Un même intérêt dans la défense de l’orthodoxie.

 

Il serait pourtant complètement erroné et pour tout dire absurde de réduire la correspondance de Jérôme et Augustin à une "correspondance-pugilat"   . Si chacun a bien entendu ses "billets d’humeur", ils s’estiment et se respectent profondément, et ont volontiers recours l’un à l’autre dans les domaines où ils ne se reconnaissent pas compétents. Ainsi, Augustin, bien qu’il critique le recours de Jérôme au texte hébreu de l’Ancien Testament plutôt qu’à la seule Septante pour sa traduction de la Bible en latin, est heureux de pouvoir s’appuyer sur lui pour avoir accès aux Pères grecs. Jérôme, qui a peut-être été jaloux des relations épistolaires d’Augustin avec certains membres de l’aristocratie romaine, n’hésite pourtant pas à recommander à Marcellinus, haut fonctionnaire de l’Empire romain, de s’adresser à Augustin qui saura mieux que lui répondre aux questions qu’il se pose sur l’origine des âmes (Lettre 126).

 

Surtout, Augustin et Jérôme apparaissent plus unis que jamais à partir de la Lettre 166 d’Augustin, qui arrive en Terre Sainte en 415 et inaugure la deuxième partie de la correspondance (415-419/420) entre les deux saints, toute entière vouée au combat contre l’hérésie pélagienne. Après un silence de près de 10 ans   , l’échange épistolaire sera intense et soutenu entre les deux "champions de la foi" catholique face à Pélage et ses fidèles. Ceux-ci sont convaincus que l’homme possède en lui les moyens de son salut, pouvant dès lors être parfait en ce bas monde – confessant ainsi ce qu’on pourrait appeler une sotériologie du libre-arbitre et non de la grâce.
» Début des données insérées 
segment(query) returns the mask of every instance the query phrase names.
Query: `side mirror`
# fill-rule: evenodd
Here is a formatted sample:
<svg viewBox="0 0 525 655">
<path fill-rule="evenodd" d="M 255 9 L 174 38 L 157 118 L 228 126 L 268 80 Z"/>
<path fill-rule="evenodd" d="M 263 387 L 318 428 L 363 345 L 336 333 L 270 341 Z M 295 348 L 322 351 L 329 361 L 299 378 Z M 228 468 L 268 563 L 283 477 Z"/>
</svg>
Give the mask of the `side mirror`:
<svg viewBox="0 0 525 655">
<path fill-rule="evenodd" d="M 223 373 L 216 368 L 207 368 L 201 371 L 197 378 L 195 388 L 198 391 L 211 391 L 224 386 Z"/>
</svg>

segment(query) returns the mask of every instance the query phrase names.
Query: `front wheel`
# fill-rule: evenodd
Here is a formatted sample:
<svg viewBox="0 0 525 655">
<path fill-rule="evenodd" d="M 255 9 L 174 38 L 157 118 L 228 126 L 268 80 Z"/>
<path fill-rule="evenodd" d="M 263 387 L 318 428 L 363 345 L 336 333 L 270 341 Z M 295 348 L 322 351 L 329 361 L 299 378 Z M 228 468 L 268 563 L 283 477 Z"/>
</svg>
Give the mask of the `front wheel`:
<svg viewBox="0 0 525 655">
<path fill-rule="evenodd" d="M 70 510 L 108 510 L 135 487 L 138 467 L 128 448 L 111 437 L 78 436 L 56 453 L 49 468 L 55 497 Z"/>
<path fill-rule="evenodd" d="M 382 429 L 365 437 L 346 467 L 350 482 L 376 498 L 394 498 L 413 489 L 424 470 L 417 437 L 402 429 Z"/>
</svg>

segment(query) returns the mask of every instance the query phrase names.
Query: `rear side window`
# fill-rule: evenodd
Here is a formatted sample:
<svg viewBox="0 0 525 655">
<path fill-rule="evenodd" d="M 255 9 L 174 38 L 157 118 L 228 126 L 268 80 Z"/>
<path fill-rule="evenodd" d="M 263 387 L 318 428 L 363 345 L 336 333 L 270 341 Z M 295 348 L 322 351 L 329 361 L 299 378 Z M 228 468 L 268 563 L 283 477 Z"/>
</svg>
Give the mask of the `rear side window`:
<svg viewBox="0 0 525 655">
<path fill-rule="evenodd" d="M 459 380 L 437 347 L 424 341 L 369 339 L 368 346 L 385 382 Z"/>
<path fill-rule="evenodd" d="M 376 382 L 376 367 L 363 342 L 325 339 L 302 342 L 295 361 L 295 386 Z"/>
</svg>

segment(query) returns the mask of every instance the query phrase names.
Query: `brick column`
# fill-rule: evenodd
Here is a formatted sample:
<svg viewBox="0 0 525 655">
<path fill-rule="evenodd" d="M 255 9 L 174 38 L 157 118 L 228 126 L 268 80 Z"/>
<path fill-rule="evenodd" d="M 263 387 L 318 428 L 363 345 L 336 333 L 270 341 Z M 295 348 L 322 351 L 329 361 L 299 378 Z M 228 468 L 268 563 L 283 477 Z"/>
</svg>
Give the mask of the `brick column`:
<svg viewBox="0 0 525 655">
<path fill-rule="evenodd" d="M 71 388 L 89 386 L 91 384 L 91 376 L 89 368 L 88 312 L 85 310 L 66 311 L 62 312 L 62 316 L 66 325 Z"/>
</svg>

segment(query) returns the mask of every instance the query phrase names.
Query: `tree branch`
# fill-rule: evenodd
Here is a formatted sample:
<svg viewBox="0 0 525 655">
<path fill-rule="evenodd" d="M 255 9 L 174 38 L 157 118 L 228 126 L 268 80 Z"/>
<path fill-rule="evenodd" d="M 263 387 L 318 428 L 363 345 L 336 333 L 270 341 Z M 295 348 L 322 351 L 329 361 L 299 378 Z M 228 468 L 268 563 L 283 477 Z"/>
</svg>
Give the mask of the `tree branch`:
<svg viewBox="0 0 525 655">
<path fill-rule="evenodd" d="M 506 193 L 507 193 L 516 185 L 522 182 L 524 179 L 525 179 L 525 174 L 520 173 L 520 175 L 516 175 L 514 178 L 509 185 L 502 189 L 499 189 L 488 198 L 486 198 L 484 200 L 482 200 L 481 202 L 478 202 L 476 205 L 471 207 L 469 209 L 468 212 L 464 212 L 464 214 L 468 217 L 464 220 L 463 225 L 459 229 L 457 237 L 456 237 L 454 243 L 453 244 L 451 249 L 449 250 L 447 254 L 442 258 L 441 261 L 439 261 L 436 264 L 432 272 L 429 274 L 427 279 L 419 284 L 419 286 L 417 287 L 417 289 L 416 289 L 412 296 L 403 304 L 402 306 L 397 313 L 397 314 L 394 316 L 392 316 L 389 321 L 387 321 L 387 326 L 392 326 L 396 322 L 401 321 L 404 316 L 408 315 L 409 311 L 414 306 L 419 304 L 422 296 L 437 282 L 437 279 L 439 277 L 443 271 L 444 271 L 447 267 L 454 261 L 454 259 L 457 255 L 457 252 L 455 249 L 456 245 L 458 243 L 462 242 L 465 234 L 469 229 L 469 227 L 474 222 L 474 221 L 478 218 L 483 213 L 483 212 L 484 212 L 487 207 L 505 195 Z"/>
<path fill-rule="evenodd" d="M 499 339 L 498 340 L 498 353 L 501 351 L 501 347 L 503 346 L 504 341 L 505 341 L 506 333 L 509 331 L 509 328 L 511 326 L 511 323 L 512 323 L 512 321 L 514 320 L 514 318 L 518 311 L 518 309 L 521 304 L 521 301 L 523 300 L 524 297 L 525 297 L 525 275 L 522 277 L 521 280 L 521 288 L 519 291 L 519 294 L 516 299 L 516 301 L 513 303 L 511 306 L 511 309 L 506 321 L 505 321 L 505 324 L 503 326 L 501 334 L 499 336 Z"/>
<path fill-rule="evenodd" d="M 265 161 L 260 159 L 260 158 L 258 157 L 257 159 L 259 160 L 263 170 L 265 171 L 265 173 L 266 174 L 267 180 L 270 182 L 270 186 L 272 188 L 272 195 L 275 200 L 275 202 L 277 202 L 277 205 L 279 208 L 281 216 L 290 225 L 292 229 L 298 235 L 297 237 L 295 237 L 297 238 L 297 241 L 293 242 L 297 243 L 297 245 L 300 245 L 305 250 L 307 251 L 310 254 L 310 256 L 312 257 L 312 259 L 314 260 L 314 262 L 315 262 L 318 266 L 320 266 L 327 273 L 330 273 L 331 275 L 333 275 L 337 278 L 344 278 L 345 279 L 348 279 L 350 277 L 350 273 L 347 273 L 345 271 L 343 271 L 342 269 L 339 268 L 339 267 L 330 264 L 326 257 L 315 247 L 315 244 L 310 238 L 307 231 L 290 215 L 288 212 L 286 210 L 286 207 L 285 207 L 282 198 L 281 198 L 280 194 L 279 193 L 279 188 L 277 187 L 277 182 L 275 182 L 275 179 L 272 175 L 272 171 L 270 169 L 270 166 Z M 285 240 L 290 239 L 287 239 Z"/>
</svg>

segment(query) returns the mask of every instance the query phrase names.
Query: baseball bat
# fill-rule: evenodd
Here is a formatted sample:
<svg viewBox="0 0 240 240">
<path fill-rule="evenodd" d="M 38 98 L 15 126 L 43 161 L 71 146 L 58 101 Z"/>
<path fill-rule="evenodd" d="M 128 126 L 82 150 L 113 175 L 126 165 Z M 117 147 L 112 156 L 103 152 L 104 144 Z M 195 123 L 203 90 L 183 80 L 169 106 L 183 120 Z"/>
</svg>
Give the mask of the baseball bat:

Jérôme et Augustin sont dès lors unis face à un ennemi commun et la collaboration entre les deux plus grands esprits de cette époque ne sera pas de trop pour venir à bout des partisans de Pélage. Le ton s’apaise et se veut même enjoué par exemple quand Jérôme reconnaît qu’Augustin est l’adversaire le plus efficace du pélagianisme : "Bravo à toi, qui es célébré sur l’entier de la terre ! Les catholiques te vénèrent et te reçoivent comme le nouveau fondateur de l’antique foi, et – ce qui est le signe d’une encore plus grande gloire – les hérétiques te détestent tous" (Lettre 141, 2) ce qui ne l’empêche pas de s’inclure, de façon méritée, dans le compliment : "et me poursuivent d’une toute semblable haine" !

 

De la tentation de s’arrêter aux conflits.

 

Certes, la relation entre Jérôme et Augustin n’a pas toujours été au beau fixe. Peut-on pour autant dire que "Jérôme et Augustin ne se sont pas aimés" (p. IX) ? Il me semble que ce serait un raccourci, et pour tout dire une réinterprétation et une déformation de la réalité. Surtout, cela ne constitue aucunement l’intérêt de cette si riche correspondance… Il serait si facile de tomber dans la "peopolisation" et de ne rechercher que des signes de tension voire d’inimitié – en bref tout ce qui serait "croustillant" – entre deux personnages qu’il s’agirait de déconstruire. Mais cela ferait passer à côté de l’essentiel : l’enrichissement qu’apportera au lecteur la plongée dans ces textes anciens écrits par les plus grands esprits de l’époque. Il ne faut d’ailleurs pas hésiter à avoir recours au texte latin – à "revenir aux sources" comme y pousse cette collection bien pratique – afin de toujours mieux comprendre les auteurs et revivre leur univers. D’autant plus qu’il nous semble que la traduction s’éloigne parfois un peu du texte, ce qui peut dans certains cas forcer le trait, voire créer de toutes pièces dans l’esprit du lecteur l’impression d’un conflit de personne, par exemple   .

 

On ne peut néanmoins que saluer l’énorme travail effectué ici, qui met à la portée de tous un trésor d’érudition, de théologie, d’histoire et de littérature où chacun peut donc trouver son compte. Et bien que plus de 1500 ans nous séparent de Jérôme et d’Augustin, ils peuvent nous paraître pourtant si proches dans leur rapport à l’autre, dans leur souci d’exactitude de l’information, ou bien tout simplement dans leur rapport au temps qui passe.